Astronomers figured out why galaxies have different form

In 1926, the famous astronomer Edwin Hubble developed a morphological classification of galaxies. This method divided the galaxies into three basic groups – elliptical, spiral and lenticular. Since then, astronomers have devoted a significant amount of time and effort to find out how galaxies have been evolving for several billion years and why they acquire precisely the form that end up acquiring.

One of the most popular and widespread hypotheses on this subject is one which explains the change in the shapes of galaxies as a result of their merger, when a more compact cluster of stars held by their mutual gravity, merge together and therefore form the shape and final form of galaxies.

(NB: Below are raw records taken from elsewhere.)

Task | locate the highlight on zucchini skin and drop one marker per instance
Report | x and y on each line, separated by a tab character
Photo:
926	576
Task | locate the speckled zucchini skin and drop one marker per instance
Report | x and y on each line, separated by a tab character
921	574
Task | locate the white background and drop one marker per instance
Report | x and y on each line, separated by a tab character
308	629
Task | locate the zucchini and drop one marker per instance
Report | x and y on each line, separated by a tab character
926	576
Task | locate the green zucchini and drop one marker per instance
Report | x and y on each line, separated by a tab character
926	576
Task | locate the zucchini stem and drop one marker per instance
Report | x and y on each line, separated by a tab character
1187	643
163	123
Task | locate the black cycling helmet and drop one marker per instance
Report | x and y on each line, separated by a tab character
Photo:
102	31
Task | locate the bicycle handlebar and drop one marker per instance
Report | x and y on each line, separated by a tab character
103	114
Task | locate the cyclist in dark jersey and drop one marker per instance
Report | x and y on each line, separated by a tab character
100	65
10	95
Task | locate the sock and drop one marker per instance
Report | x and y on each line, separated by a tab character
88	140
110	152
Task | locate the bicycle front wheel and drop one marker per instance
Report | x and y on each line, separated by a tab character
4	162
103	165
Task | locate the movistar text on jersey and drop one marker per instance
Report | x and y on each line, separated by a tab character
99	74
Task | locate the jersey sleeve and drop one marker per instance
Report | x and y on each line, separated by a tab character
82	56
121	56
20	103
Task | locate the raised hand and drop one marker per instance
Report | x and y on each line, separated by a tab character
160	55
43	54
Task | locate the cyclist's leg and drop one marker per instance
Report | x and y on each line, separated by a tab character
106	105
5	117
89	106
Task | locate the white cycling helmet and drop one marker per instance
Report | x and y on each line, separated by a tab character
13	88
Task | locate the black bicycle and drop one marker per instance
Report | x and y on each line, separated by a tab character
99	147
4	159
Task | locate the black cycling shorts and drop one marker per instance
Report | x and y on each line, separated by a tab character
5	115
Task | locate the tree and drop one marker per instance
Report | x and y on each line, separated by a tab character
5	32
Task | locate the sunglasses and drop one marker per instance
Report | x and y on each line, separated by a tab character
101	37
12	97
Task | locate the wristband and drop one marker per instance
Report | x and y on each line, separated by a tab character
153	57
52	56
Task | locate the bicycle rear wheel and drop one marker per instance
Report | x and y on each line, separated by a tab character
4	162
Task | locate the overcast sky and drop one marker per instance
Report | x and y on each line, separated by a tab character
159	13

However, according to the findings of a new study by the international group of scientists, the shape and size of the galaxies actually can influence the emergence of new stars in their Central regions.

The study was conducted under the guidance of postdoctoral fellow Ken-Ichi an Imperial official, in cooperation with the Institute for extraterrestrial physics max Planck and the National astronomical Observatory of Japan (NAOJ). To obtain a more complete picture of galactic metamorphosis the researchers conducted a series of observations of very distant galaxies.

Chart the evolution of galaxies

The study included the use of multiple telescopes, which astronomers have observed 25 galaxies located at a distance of about 11 billion light years from Earth. At that distance scientists actually observed galaxies when they were 11 billion years ago, after about 3 billion years after the Big Bang. This time is regarded by astronomers as a period of peak activity of galaxy formation in the Universe, when it formed the majority of galaxies.

“It was believed that massive elliptical galaxies formed as a result of collisions of galactic disks. However, we do not believe that all elliptical galaxies were once affected by this intergalactic event. We believe that there’s another alternative,” said an Imperial official in a press release published on the website of the Japanese astronomical Observatory.

The opportunity to catch the faint light from these distant galaxies has proved to be a complicated task and to solve it, scientists took the use of two ground and one for space telescopes. First, search for 25 galaxies, they used the 8.2-metre Subaru telescope, located in Hawaii. Then conducted surveillance of the detected objects using the Hubble space telescope and ground-based Atkarskoy a large antenna array of millimeter range (ALMA) located in Chile.

Hubble has allowed to capture the light of galaxies to determine their form (which they had 11 billion years ago), using ALMA, researchers conducted a study of submillimeter waves emitted by cold clouds of gas and dust where new stars are born. Comparing the results of both observations, astronomers were able to identify detailed picture of how these galaxy looked 11 billion years ago, when their form is still subjected to changes.

The observation of the galaxy, located 11 billion light years from us

What the researchers found, was very revealing. Image of Hubble is pointed out that in early galaxies dominated by a disk component, and not the centre bar, which we used to associate with spiral and lenticular galaxies. At the same time, the ALMA images showed that near the center of these galaxies can contain massive reservoirs of gas and dust within which there is a very active star formation.

To exclude the possibility that such active star formation could be triggered by merging of galaxies, the researchers also used to verify the data with the Very large telescope of the European southern Observatory, located in Parnasskii Observatory in Chile.

“We have received convincing evidence that dense galactic nuclei can be formed without galactic collisions. They can be formed due to the very active star formation in the center of the galaxy,” reports an Imperial official.

The results of this study may force astronomers to review current models and theories of galactic evolution, and some aspects like those, how galaxies appear lintel and spiral arms. The study also may lead to a revision of the cosmological models of evolution, not to mention the history of our own galaxy.

Who knows, maybe it will also force astronomers to revise predictions about what may happen when our milky Way galaxy and Andromeda will collide in a few billion years. The more and deeper scientists look into space, the more surprises he brings. And every time we note the observations do not correspond with our expectations, it makes scientists to reconsider the accepted hypothesis concerning the evolution of the Universe.